That’s because of the information and comments coming from Government thus far, especially in relation to its hell-bent, logically and rationally unsatisfactory and unconvincing intention of placing the sprawling and highly desirable seaside Almond property at Heywoods, St Peter, under the control of Stewart, without even giving interested local parties a chance at managing this prime property.
This disquiet has been fomented by Tourism Minister Richard Sealy’s praise, in a recent House of Assembly debate on revamping the Barbados Tourism Authority, of the interim management of Almond by the team of Barbadian hotelier Bernie Weatherhead as “very impressive”. He also voluntarily disclosed that Government had entered a “non-binding” memorandum of understanding  (MOU) with the Stewart operations regarding the future of the Almonds site as a Beaches entity.

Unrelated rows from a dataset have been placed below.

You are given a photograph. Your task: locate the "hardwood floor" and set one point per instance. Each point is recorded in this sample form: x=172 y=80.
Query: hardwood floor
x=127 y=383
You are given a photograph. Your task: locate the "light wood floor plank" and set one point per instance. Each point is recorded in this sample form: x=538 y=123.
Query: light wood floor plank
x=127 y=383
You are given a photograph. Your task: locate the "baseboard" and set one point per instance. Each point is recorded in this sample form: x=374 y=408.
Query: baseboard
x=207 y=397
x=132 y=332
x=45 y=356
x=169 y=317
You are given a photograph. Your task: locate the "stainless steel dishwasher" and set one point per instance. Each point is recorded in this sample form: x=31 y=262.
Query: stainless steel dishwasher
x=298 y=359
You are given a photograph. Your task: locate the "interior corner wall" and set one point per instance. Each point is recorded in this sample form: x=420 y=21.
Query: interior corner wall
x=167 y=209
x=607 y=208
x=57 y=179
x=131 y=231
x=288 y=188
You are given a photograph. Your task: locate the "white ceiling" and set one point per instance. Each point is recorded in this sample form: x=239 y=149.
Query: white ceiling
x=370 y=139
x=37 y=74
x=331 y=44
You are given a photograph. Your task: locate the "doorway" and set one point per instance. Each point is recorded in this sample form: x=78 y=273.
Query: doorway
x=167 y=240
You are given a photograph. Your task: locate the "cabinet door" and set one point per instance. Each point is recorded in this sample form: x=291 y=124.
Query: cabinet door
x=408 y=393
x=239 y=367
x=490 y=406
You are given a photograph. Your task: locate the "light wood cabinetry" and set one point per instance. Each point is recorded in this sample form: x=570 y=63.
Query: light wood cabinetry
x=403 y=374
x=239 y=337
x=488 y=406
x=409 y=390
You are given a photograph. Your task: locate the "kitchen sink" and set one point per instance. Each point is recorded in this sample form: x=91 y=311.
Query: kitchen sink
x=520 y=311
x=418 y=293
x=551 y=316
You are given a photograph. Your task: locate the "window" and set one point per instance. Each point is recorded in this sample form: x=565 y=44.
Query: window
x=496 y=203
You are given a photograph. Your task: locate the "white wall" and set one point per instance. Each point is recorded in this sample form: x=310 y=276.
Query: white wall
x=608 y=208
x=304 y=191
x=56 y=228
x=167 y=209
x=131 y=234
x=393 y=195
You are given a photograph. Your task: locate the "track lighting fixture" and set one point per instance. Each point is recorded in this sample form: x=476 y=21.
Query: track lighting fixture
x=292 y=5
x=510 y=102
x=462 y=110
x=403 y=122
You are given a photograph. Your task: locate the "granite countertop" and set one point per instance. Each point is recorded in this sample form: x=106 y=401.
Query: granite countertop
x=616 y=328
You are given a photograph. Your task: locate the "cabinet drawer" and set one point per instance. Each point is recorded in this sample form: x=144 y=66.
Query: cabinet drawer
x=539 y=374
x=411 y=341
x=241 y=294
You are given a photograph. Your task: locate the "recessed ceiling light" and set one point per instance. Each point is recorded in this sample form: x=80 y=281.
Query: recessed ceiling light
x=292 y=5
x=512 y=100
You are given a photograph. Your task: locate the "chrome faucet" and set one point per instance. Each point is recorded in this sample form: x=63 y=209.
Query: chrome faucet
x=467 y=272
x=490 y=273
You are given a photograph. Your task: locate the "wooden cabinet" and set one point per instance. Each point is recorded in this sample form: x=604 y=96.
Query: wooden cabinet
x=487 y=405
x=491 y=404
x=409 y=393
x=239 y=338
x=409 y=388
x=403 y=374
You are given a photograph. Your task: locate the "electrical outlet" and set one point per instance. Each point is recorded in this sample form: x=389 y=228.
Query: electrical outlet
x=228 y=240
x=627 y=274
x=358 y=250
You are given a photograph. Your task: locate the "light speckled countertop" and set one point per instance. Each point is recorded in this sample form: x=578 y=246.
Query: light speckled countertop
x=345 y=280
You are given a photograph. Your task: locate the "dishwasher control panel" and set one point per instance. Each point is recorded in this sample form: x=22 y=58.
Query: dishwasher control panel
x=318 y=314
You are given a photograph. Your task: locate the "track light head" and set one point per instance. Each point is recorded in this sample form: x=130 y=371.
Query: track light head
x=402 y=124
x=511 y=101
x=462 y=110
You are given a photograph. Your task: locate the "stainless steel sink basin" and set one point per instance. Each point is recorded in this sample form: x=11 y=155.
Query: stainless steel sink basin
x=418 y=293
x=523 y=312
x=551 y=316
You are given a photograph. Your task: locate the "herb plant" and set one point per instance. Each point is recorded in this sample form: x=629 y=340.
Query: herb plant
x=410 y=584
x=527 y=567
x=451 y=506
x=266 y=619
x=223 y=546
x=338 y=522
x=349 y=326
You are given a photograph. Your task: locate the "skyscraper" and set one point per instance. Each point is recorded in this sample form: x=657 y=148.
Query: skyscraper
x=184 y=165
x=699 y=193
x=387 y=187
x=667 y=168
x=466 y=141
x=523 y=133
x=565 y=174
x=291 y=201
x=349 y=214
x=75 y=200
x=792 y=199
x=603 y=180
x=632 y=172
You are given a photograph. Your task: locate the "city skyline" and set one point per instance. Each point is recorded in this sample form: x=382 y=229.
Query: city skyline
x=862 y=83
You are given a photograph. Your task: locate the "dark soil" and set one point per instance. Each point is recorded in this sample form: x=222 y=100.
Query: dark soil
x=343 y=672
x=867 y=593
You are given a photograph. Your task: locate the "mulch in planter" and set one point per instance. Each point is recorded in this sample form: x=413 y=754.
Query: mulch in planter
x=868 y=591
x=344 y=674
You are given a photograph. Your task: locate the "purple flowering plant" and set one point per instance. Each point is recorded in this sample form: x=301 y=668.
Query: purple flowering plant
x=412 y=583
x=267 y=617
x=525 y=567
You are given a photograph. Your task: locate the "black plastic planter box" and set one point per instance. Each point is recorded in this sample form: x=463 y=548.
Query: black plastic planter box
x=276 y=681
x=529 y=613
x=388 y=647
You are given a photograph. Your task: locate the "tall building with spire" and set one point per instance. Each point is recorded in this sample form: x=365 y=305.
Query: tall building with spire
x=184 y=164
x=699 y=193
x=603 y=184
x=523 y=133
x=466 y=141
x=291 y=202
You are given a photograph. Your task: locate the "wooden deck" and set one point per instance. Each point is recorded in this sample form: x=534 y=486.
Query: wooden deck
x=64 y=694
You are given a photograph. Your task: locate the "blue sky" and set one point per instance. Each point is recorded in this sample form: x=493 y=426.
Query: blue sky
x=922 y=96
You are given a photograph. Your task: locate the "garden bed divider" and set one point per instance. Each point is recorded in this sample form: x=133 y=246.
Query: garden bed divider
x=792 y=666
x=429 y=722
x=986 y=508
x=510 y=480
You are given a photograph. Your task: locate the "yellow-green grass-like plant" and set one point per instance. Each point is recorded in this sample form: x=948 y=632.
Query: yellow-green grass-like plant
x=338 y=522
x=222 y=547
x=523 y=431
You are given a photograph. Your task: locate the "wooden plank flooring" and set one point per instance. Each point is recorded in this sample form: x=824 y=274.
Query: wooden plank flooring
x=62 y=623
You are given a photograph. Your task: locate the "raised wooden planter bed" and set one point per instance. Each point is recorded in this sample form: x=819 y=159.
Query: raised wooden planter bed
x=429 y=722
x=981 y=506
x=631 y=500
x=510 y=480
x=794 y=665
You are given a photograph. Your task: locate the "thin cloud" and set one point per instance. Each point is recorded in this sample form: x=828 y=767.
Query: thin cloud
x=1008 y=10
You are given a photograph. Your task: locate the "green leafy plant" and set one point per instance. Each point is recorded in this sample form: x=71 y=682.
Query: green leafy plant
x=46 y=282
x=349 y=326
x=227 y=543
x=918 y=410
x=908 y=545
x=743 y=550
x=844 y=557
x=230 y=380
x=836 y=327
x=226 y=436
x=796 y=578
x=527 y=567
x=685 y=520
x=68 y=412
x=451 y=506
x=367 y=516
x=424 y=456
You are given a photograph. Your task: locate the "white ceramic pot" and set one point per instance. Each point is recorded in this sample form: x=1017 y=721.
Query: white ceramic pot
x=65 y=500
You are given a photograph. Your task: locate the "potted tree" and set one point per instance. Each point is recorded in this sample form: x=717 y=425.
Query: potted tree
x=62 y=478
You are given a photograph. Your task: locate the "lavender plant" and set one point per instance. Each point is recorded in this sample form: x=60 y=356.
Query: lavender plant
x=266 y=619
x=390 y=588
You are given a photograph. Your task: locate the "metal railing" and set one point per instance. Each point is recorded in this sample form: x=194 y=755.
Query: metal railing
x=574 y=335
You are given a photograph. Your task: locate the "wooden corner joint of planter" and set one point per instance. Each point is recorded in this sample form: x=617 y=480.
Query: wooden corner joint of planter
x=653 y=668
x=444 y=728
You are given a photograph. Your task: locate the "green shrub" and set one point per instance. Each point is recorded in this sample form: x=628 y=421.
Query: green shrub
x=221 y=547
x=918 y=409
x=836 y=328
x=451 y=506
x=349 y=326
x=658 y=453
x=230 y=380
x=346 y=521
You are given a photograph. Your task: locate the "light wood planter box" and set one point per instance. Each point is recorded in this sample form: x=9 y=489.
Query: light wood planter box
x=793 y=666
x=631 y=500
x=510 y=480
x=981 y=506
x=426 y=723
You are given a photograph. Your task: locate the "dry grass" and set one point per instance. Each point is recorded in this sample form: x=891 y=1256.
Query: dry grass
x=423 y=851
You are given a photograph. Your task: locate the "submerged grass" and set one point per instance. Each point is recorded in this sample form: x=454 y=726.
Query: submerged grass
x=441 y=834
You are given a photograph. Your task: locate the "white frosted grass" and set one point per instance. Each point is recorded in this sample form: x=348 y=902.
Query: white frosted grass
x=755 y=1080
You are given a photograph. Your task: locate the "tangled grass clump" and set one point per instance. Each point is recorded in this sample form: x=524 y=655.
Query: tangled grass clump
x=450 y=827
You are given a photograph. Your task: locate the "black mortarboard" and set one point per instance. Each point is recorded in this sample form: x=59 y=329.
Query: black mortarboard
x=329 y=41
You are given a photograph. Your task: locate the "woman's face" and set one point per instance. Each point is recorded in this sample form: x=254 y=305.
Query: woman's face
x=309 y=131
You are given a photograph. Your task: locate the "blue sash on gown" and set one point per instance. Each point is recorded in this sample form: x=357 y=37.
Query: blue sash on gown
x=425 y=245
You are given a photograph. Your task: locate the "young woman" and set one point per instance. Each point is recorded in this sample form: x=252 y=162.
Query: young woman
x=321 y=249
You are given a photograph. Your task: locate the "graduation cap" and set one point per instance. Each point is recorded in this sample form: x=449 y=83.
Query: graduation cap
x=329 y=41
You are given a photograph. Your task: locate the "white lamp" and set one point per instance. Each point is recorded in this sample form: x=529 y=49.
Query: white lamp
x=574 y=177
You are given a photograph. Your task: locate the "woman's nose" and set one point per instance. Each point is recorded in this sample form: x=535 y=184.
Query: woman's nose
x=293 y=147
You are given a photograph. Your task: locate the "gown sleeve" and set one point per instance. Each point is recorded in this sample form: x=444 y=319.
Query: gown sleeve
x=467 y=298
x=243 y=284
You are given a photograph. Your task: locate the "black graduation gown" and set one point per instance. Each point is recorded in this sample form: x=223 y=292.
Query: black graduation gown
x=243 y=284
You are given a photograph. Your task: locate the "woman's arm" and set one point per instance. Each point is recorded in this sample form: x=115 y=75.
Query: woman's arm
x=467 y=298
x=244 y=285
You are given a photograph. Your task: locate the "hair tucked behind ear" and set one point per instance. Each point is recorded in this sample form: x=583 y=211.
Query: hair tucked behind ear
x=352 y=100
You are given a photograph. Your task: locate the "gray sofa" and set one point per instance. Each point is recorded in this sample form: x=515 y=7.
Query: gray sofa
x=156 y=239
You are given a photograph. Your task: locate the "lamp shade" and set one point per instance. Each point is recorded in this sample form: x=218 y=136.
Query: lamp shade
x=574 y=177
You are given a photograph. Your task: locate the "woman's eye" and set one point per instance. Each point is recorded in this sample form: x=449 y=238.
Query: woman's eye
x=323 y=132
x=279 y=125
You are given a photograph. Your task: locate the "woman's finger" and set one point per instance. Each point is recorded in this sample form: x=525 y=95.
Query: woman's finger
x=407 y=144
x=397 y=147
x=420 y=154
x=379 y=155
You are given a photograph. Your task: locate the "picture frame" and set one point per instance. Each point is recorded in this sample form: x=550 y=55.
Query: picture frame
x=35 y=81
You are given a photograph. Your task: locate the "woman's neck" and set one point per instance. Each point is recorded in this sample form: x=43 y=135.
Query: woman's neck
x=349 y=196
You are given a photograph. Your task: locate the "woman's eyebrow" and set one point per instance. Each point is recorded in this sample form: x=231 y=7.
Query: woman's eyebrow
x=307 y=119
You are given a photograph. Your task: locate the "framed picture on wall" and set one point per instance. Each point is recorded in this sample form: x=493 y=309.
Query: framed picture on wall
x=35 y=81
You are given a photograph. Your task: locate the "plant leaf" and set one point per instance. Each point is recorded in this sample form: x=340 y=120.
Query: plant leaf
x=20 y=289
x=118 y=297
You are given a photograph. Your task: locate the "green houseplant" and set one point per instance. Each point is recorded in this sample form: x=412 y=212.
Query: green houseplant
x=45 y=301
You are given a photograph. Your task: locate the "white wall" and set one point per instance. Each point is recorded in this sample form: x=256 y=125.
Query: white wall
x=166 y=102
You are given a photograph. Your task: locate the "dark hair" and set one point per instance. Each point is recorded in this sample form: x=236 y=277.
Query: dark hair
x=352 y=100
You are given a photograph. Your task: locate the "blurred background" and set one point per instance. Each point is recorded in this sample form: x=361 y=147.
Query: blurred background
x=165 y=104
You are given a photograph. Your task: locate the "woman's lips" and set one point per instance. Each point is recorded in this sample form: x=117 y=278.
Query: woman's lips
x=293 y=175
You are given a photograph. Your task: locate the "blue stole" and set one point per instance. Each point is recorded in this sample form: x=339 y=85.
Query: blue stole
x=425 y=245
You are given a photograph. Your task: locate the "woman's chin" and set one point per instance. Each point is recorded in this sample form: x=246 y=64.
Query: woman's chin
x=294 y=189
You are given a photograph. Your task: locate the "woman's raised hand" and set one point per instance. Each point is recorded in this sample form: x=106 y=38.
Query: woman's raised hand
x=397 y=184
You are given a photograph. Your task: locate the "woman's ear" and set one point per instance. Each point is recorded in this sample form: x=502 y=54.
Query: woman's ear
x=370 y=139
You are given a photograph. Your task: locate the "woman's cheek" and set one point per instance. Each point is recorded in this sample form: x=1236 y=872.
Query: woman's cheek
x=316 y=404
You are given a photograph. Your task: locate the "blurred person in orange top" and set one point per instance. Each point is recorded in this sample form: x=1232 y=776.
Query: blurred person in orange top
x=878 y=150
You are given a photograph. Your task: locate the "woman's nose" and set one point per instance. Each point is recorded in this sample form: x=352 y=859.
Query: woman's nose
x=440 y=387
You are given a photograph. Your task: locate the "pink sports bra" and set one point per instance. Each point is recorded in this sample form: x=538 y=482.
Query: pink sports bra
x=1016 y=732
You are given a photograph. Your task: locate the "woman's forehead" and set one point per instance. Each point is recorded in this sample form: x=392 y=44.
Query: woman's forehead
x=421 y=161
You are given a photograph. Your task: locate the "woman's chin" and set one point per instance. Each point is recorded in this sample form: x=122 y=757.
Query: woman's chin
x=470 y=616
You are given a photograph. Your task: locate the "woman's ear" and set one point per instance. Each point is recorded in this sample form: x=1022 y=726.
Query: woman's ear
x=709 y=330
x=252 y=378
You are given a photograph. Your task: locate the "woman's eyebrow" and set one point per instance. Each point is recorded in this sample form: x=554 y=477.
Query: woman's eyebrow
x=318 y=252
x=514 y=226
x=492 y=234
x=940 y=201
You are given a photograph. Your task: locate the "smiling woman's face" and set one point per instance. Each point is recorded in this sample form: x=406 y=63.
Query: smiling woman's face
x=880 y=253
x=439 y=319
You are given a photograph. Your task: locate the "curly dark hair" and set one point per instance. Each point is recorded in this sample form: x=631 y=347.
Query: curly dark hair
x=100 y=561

However, days later Sealy was stressing that in spite of Weatherhead’s “best efforts”, it was still Government’s “intention for the time being” to remain committed to Sandals and Beaches and had started discussions with the brand regarding the Almond property for the next year. Then quite surprisingly and puzzlingly, Sealy said that, “because it has value”, he was looking at the possibility of taking the Almond brand to other properties in Barbados.  
The obvious $6 million-dollar (the sum Government paid Neal and Massy for the Almond brand) questions must therefore be, how can Government speculate that Almond would have value at other Barbadian properties and not recognise that its worth has already been proven at the Heywoods site from which its reputation sprang? The enduring drawing power of Heywoods has, according to Weatherhead, been further demonstrated by the “shockingly” strong response of tour operators and former guests that since January 2014 earned it 80-90 percent occupancy, without the promotional and sales involvement of major tour operators.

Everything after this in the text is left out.